L’exposé du président de la SAAT était – spectaculairement même si non étonnamment – dénué de contenu, de même que ses réponses aux questions. Quelques aveux sont tout de même précieux. Nous les reprenons ci-dessous, avec en rouge ce qui a été entendu à l’AG Triodos du 23/10/24.
– Il regrette le manque d’information prodigué par la banque (sans préciser si ce manque vaut aussi à l’égard de la SAAT) ; Ce qu’il a refait, tout en ayant voté “pour” les points présentés.
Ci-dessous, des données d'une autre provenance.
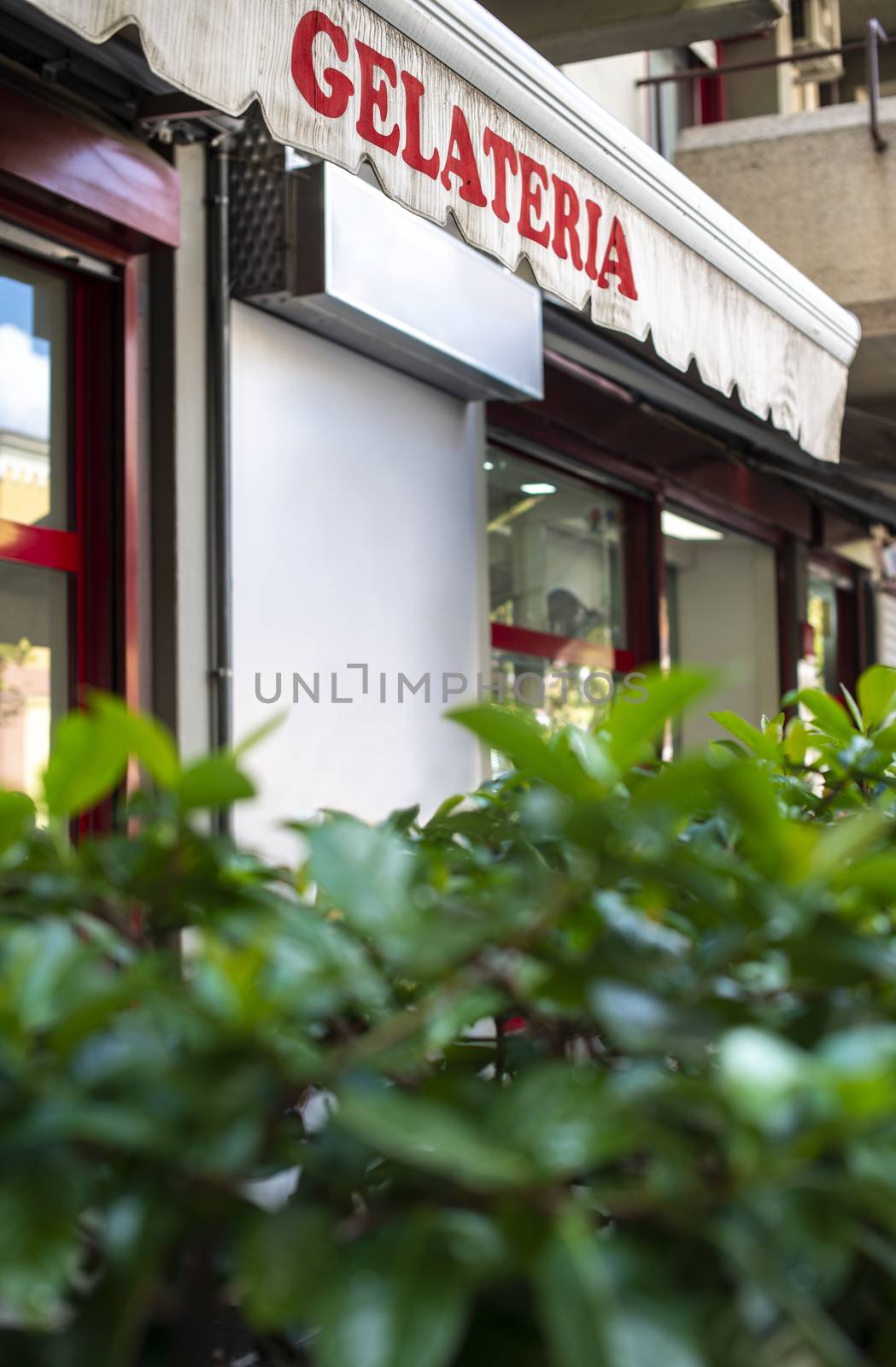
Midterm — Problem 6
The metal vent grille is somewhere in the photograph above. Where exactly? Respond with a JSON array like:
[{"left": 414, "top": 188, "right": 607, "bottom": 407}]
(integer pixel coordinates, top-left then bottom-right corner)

– Il n’en prodigue pas lui-même spontanément (Powerpoint d’une feuille), ni en réponse aux questions (au contraire, il ne sait pas des choses élémentaires comme la date d’entrée en vigueur des modifications statutaires mises au vote…), ce qui semble indiquer que la SAAT n’a pas réellement exercé son rôle de garant ;
– Il a fait allusion à des problèmes financiers et à un blocage avec le régulateur belge (?), qui auraient rendu nécessaire une cotation ;
– Il a admis que le but a toujours été Euronext : «l’entrée en bourse était encore un pont trop loin, la banque n’était pas prête pour cela » ; Cela n’a pas été formellement avoués.
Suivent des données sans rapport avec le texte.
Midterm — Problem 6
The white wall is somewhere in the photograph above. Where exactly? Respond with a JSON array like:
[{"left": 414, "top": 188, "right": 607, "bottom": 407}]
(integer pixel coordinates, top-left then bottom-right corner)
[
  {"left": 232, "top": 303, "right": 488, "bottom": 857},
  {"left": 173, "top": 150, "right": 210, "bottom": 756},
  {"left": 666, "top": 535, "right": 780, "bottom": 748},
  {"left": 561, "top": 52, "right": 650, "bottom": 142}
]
– Il connaît pas le coût de l’expérience Captin ; L’AG n’a rien dit sur ce sujet, mais on a évoqué le coût Euronext, avec des variables suivant les points de vue.
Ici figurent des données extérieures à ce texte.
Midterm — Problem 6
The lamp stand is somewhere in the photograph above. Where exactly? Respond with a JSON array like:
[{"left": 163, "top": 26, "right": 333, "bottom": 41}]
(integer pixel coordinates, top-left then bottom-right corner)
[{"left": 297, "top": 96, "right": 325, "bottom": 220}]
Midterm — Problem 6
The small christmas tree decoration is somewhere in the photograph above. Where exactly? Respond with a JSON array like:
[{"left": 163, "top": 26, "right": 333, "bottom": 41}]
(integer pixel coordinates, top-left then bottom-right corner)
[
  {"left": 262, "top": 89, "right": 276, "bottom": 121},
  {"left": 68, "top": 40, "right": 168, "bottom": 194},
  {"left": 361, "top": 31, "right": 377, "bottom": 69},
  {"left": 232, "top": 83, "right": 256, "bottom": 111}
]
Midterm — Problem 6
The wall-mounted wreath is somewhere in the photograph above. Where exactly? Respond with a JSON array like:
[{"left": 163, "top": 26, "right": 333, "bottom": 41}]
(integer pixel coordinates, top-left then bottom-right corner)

– Il ne connaît pas le prix d’introduction probable sur Euronext ;
– Il admet que des émissions d’actions font partie des objectifs ; Ce point a été fortement démenti. Il a été stipulé que l’émission de nouvelles actions ne faisait pas partie du programme de Triodos. Mais il faut constater que la mesure de réduction de la valeur nominale à 1 € a été présentée comme étant une manœuvre de précaution au cas où la banque devrait faire face à un gros imprévu ! En clair, accepter cette réduction, c’est donner blanc-seing au management pour une prochaine augmentation de capital (et donc de dilution de celui-ci) qu’elle aura beau jeu de justifier par des éléments imprévus (exactement comme en 2020).
– Il fait référence à l’anthroposophie comme une opportunité, sur laquelle il faudrait insister – soutenir la SAAT à l’AG revient à s’inscrire dans une démarche anthroposophique, qu’il faudrait reconsidérer en mettant des structures adéquates en place (à moins que l’objectif ne soit de permettre au mouvement anthroposophique de remettre la main sur la banque en tant qu’actionnaire de contrôle à moindre prix, au détriment des détenteurs actuels… ?) ; Cette intervention de l’anthroposophie dans le débat n’est évidemment pas venu à l’AG, mais n’en est pas moins symptomatique de la révélation d’un mouvement qui est quand même considéré comme sectaire dans notre pays.
De façon générale, se dégage l’image (et probablement la réalité) d’une grande incompétence et d’un manque d’engagement dans l’exercice des prérogatives de la SAAT – ce qui pose la question de sa responsabilité et de la rémunération de ses membres.